I began to construct a safety net of sorts around the code I wrote; in addition to automated tests, I started using Facebook’s Flowtype and ImmutableJS to have more visibility into and clarity around the data flowing from our database to our users and back again. Recently I switched from Flowtype to TypeScript to have an even more reliable tool in my belt. In addition to these, we use Lodash/fp, True-Myth, and a myriad of other tools designed to keep us honest about the code we write—code which our users are paying us money to use.

This is why we write tests, yes, but trying to force a test suite to provide the sort of granular insight into your code as you’re writing it is like trying to force a square peg into a round hole. I like to think I’m a moderately decent programmer, but the number of times TypeScript catches me and says, “Oops, let’s take a step back. That’s not actually going to work,” or, “Looks like you need to add one more prop to your React component before it’ll actually work,” helps me to realize that I’m just a finite human being and I can’t keep the entirety of the code in my mind all at once.

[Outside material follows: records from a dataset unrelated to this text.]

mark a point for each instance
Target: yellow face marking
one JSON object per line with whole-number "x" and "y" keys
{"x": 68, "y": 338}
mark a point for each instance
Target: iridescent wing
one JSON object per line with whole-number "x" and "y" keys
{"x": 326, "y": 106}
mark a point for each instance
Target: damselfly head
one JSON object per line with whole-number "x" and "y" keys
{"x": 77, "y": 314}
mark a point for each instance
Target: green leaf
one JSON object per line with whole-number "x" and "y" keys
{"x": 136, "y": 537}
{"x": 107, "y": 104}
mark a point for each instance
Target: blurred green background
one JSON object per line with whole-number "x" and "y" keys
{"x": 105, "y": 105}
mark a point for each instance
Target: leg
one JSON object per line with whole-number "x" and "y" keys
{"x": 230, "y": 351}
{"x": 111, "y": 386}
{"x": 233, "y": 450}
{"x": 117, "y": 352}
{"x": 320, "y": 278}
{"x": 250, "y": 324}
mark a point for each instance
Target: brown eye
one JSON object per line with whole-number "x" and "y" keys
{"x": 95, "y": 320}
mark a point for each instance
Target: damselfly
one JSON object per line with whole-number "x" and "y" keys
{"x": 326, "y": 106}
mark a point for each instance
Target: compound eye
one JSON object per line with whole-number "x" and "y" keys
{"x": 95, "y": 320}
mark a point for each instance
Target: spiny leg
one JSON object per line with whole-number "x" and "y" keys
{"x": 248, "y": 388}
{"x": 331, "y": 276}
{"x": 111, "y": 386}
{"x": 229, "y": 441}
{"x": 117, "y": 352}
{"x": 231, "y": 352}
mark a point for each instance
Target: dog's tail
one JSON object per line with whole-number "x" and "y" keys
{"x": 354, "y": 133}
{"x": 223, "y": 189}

Taking a step back, it’s pretty remarkable that someone like me who used to loathe static typing could have had such a change of opinion. I used to think one of the cool things about dynamically typed languages was that they allowed you to quickly prototype an idea without having to cross every T and dot every i. I actually still do think that, but I no longer want to ship prototypes to users unless that’s what they’re expecting. To put myself in their shoes, if I’m going to pay money to use your software, it better well work or I’ll take my money elsewhere. Don’t hear that as entitlement; if Netflix has a hiccup with a video and says, “Sorry, try again,“ I’ll try it again and move on with my life. But if the software simply doesn’t do what it says it will do, that’s a different story.

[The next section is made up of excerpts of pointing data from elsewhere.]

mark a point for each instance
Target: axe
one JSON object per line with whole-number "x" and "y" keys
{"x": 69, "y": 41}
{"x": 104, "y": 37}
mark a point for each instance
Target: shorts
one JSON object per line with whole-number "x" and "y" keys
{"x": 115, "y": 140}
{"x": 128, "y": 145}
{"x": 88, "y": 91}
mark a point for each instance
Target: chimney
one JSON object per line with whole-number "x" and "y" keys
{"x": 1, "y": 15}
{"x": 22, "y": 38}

I love statically typing my JavaScript, and one of the coolest things I like about it is being able to write my UIs heedlessly; for the past few days I’ve been building out a new feature for our React Native app and I haven’t even opened it in my simulator yet. TypeScript is helping me to put the blocks together correctly, and when I open it finally, I expect to just have to do some massage work to style it and lay it out correctly.

What’s next? I would say one of the primary downsides to my current tech stack is that I had to bolt it all together myself. That means things don’t always line up exactly right, and there’s also the infamous node_modules/ cost to all this. I’ve been evaluating Elm and Reason precisely because a lot of the pieces I’ve cobbled together come as part of the package in those languages. My ability to write correct code quickly has improved as a result of some of the tools I currently use, but I long to use a language designed around this workflow.

To summarize, I think static typing makes for a terrible master, but an excellent servant. Nobody likes the feeling of having to placate a compiler just to run the code, but static typing doesn’t have to feel that way. When I write Elm, it’s like I have a copilot pair-programming with me who is always kind, never judgmental, and quick to help me fix my mistakes and stay in the flow. I won’t sugarcoat it: sometimes TS or Elm or Reason or many of the other well-designed type systems can still make it feel like you’re just placating a compiler, but I don’t think that’s a reason to reject them out of hand. They’re powerful, valuable tools that can help us think clearly about the code we write as individual programmers, but more importantly, as teams of people building software together.